Por que estamos melhores
O número de estudantes do Ceará que alcançaram as faixas de desempenho entre 0 e 600 tem tendência de queda, ao longo dos anos, enquanto notas superiores a 600 têm sido mais frequentes, como apontam os dados do Inep.
Para Victória Castelo, professora de leitura e do laboratório de redação do PNV, o contexto social dos estudantes nordestinos é um dos fatores que contribuem para que grande parte das notas mais altas seja oriunda da região.
“No Ceará, temos o foco no desenvolvimento do senso crítico do aluno, que é um dos principais fatores para escrita da redação do Enem. Ela exige isso. O aluno vai falar sobre um problema social de onde ele está inserido. Ele está no contexto”, avalia.
A professora destaca que uma das estratégias de preparação dos alunos para a produção textual é o foco no senso crítico e na reflexão – e não somente no engessamento de uma estrutura. “O que causa esse problema? Como ele impacta? Como propor soluções?”
Outro possível motivo para a média crescente dos cearenses no Enem é a melhoria da educação pública como um todo, como aponta Helder Nogueira, secretário executivo de Direitos Humanos e Equidade da Secretaria Estadual da Educação (Seduc).
“Com a expansão do tempo integral, que chega a 70% da rede, temos muitas (disciplinas) eletivas que convergem para clubes, oficinas e aulões de redação.

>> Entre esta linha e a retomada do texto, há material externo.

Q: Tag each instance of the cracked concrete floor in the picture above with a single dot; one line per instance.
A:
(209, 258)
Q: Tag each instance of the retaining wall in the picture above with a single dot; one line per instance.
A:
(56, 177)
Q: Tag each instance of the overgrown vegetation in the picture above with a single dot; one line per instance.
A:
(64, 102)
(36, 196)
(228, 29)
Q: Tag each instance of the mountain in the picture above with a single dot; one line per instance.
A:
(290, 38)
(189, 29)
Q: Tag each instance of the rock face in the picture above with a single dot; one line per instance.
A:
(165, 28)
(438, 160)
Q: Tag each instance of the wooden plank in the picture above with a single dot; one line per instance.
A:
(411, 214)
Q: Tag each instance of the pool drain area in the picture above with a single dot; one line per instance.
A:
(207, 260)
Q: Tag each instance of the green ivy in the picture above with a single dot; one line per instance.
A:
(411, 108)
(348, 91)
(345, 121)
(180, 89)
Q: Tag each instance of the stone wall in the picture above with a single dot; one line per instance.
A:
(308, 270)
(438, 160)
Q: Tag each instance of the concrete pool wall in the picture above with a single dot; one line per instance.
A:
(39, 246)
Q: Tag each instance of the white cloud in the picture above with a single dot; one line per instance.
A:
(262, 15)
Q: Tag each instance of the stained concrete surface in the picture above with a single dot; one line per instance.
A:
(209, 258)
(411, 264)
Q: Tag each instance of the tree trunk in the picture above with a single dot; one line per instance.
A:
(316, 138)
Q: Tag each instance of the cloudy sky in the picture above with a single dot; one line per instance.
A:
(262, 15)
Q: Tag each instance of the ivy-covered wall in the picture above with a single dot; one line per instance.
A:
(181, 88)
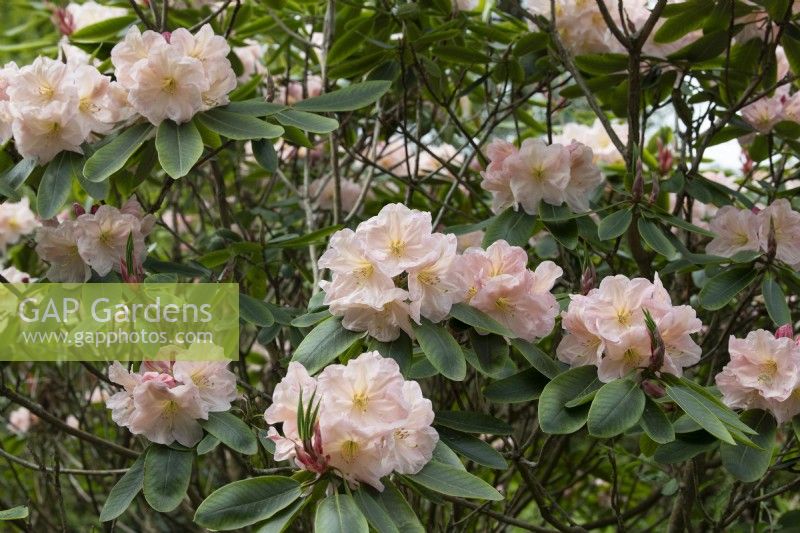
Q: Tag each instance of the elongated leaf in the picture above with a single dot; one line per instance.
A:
(324, 344)
(255, 311)
(656, 424)
(775, 300)
(238, 126)
(746, 463)
(166, 477)
(723, 287)
(554, 417)
(123, 493)
(232, 432)
(615, 224)
(56, 184)
(473, 448)
(452, 481)
(616, 407)
(442, 350)
(179, 147)
(514, 227)
(338, 513)
(307, 121)
(538, 359)
(349, 98)
(472, 422)
(478, 319)
(243, 503)
(376, 514)
(699, 412)
(113, 156)
(15, 513)
(521, 387)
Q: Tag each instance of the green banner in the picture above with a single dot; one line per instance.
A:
(119, 321)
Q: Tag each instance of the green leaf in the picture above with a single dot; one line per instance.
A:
(616, 407)
(112, 156)
(480, 320)
(179, 147)
(472, 422)
(746, 463)
(123, 493)
(723, 287)
(473, 449)
(265, 155)
(656, 424)
(166, 477)
(307, 121)
(524, 386)
(350, 98)
(338, 513)
(453, 481)
(615, 224)
(554, 417)
(442, 350)
(238, 126)
(324, 344)
(231, 431)
(15, 513)
(255, 311)
(243, 503)
(514, 227)
(775, 301)
(698, 411)
(376, 514)
(401, 512)
(538, 359)
(56, 184)
(106, 30)
(656, 239)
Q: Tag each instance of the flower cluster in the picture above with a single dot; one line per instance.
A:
(371, 422)
(50, 106)
(16, 221)
(398, 248)
(499, 283)
(763, 373)
(174, 75)
(96, 240)
(607, 328)
(165, 400)
(740, 230)
(539, 172)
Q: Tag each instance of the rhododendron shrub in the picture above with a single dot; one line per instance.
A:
(502, 265)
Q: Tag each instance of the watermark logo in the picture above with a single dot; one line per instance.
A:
(119, 321)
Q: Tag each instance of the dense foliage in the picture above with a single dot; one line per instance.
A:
(503, 266)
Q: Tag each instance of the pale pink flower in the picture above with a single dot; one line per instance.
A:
(367, 391)
(585, 177)
(16, 221)
(59, 247)
(410, 444)
(539, 173)
(398, 237)
(736, 230)
(383, 318)
(165, 414)
(103, 238)
(216, 385)
(433, 286)
(168, 85)
(21, 420)
(786, 223)
(286, 398)
(354, 451)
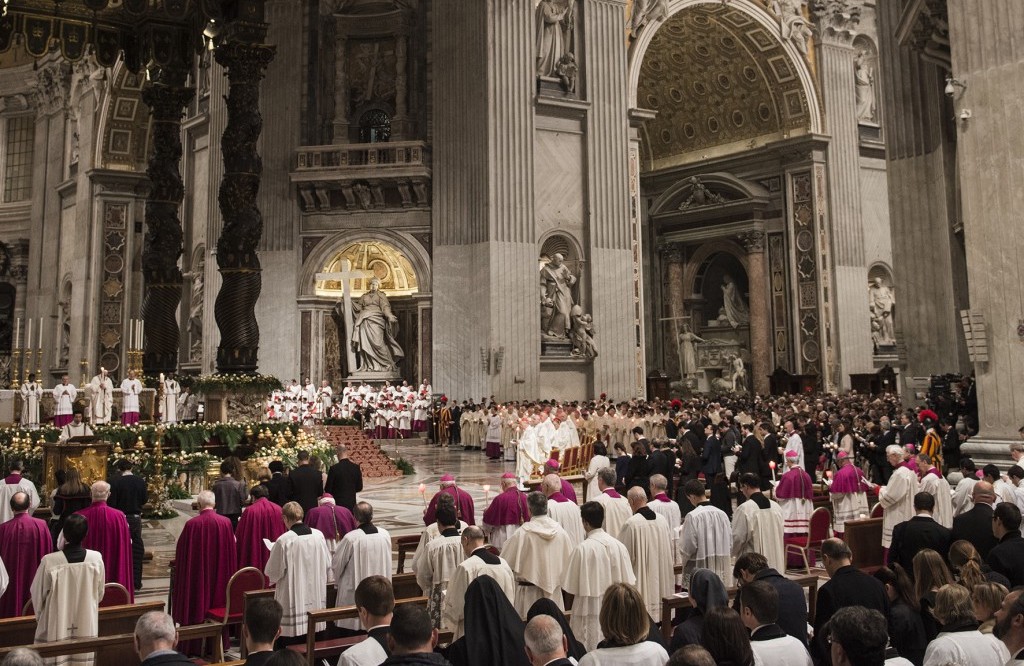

É algo que envolve o aprimoramento do estudante, olhando para o percurso que ele precisa trilhar”, frisa.
O secretário lista ainda outras ações da rede estadual de ensino que priorizam aperfeiçoar as habilidades de escrita dos cearenses que prestarão o exame nacional. “Em julho, por exemplo, no ‘Enem Não Tira Férias’, eles produziram a redação, escanearam com o celular mesmo e tiveram correção e orientação pelos professores numa plataforma”, cita.
Desafios da redação do Enem
Diante da inegável importância de um bom “conhecimento de mundo” e do domínio da língua portuguesa para alcançar uma boa nota na redação do Enem, são justamente estes os dois pontos mais desafiadores da preparação, segundo a professora Victória Castelo.
“Temos no PNV alunos de todas as idades, há muito tempo sem estudar, e vemos uma dificuldade: eles reconhecem a norma culta, sabem as especificidades da dissertação, mas não conseguem desenvolver a argumentação”, diz, alertando que a adoção de “modelos prontos de redação nota mil” prejudica a preparação dos candidatos.
“Outra problemática é o contrário: são os alunos que conseguem falar sobre os problemas sociais, por serem mais maduros, com consciência social mais forte, mas que não conseguem transmitir isso para a escrita”, complementa Victória.
Helder Nogueira, da Seduc, acrescenta que “a principal dificuldade é o déficit de repertório para falar das realidades política, econômica e cultural do País, e o vocabulário para expressar os pensamentos e a argumentação”.
“Temos uma sociedade muito vinculada às redes sociais, com palavras abreviadas, então trabalhamos muito a questão da leitura. A preparação do estudante não é só para o Enem. A leitura e o repertório são importantes para toda a vida, inclusive profissional”, reforça o secretário.
A professora do PNV também resume: “quando lemos um texto de um aluno, vemos muito sobre o que e como ele pensa. E essa é a avaliação do Enem: queremos ver como a pessoa se coloca na sociedade. Para além de convenções da escrita, a argumentação é extremamente importante”.